Hohe Risiken im Umgang mit personenbezogenen Daten

Jedes Unternehmen verarbeitet personenbezogene Daten. Damit entstehen mehr oder weniger hohe Risiken für die Betroffenen. Diese müssen durch entsprechende Technisch-organisatorische Maßnahmen (TOM) so gering wie möglich gehalten werden.
Für eine Verarbeitung von personenbezogenen Daten, bei denen besonders hohe Risiken bestehen, sieht die Datenschutzgrundverordnung vor, dass eine Risikoanalyse in Form einer Datenschutzfolgenabschätzung durchgeführt werden muss. 
Das bedeutet, dass das Unternehmen verpflichtet ist, die Verarbeitung der Daten genau auf mögliche Risiken zu prüfen.


Welche Verarbeitungen betroffen sind, ist vom Unternehmen selbst einzuschätzen. Außerdem gibt es Listen der Aufsichtsbehörden (DSK), für Verarbeitungen, für die in jedem Fall eine DSFA erforderlich ist (https://www.lda.bayern.de/media/dsfa_muss_liste_dsk_de.pdf). Darunter fallen seit Einführung der KI-Verordnung auch bestimmte KI-Anwendungen.


Das klingt sehr theoretisch – wie sollte ein Unternehmen da herangehen?

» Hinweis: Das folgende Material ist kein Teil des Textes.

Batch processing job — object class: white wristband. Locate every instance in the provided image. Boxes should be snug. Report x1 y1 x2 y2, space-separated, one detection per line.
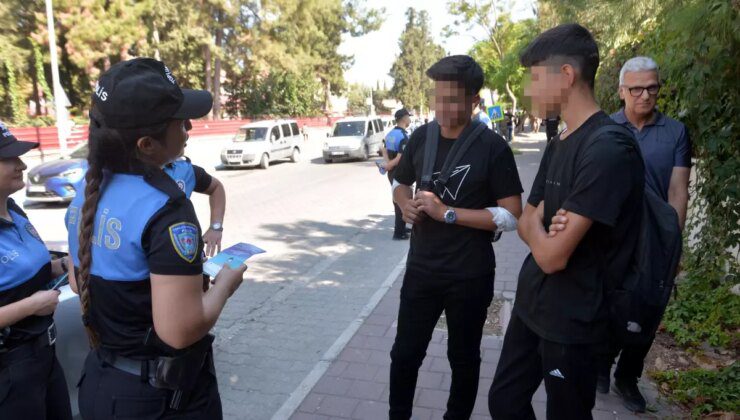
391 179 403 193
486 207 517 232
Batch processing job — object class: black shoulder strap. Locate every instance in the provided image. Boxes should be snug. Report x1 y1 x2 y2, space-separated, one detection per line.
437 121 488 185
8 197 28 219
420 120 487 189
419 120 439 191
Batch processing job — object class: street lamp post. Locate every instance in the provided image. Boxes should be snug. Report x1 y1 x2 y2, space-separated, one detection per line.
46 0 69 154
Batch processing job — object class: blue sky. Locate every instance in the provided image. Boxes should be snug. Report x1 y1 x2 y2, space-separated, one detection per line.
339 0 532 88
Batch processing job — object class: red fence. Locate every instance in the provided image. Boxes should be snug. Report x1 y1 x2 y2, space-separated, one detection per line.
10 117 340 152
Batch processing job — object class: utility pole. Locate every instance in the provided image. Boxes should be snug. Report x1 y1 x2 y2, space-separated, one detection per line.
46 0 70 154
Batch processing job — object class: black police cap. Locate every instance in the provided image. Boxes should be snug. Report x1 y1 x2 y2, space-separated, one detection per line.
92 58 213 128
0 121 39 159
426 55 483 94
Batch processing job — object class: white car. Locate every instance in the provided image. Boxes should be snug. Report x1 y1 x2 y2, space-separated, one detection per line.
323 116 385 163
221 120 303 169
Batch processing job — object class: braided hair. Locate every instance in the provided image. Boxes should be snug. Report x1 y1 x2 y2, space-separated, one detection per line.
77 108 167 348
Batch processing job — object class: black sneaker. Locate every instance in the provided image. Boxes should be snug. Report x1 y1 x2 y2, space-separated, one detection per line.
612 378 647 413
596 374 611 394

  1. Prüfen, ob die Verarbeitung überhaupt erforderlich ist und welchem Zweck diese Verarbeitung dient.
  2. Bilden Sie das DSFA-Team - je nach Verarbeitung sollten diejenigen beteiligt werden, die diese Verarbeitung am besten kennen
  3. Genaue Beschreibung der Daten und deren Verarbeitung
  4. Einschätzen der Höhe bzw. Schwere der Schäden, die für einen Betroffenen entstehen können.
  5. Einschätzen der Wahrscheinlichkeit, mit der es zu einer Datenpanne und der Offenlegung der Daten kommen kann (Eintrittswahrscheinlichkeit).
  6. Ermittlung der möglichen Folgen für Betroffene, die sich aus der Höhe eines Schadens und seiner Eintrittswahrscheinlichkeit ergeben. Dies wird oft anhand einer Risikomatrix dargestellt.
  7. Festlegen der Grenze, ab der die Folgen für Betroffenen als nicht akzeptabel erachtet werden.
  8. Entscheidung welche Maßnahmen für die Reduzierung der jeweiligen Risiken erforderlich werden.
  9. Mögliche Ergebnisse einer DSFA
    a.    Die Verarbeitung wird eingestellt bzw. nicht begonnen
    b.    Es werden Maßnahmen ergriffen, mit denen das Risiko auf ein akzeptables Maß reduziert werden kann.
    c.    Das Risiko wird getragen – dann sollte sich der Verantwortliche jedoch darüber bewusst sein, dass er damit ggf. gegen geltendes Datenschutzrecht verstößt und es zu Bußgeldern und auch zu Vertrauensverlust der eigenen Kunden kommen kann.
  10. Dokumentation der Ergebnisse der DSFA
  11. Die Ergebnisse einer Datenschutzfolgeabschätzung sind in regelmäßigen Abständen zu überprüfen, ob sich durch neue Erkenntnisse eine geänderte Einschätzung des Risikos bzw. der Folgen für die Betroffenen ergibt, oder sich durch verbesserte Abhilfemaßnahmen das Risiko verringern lässt!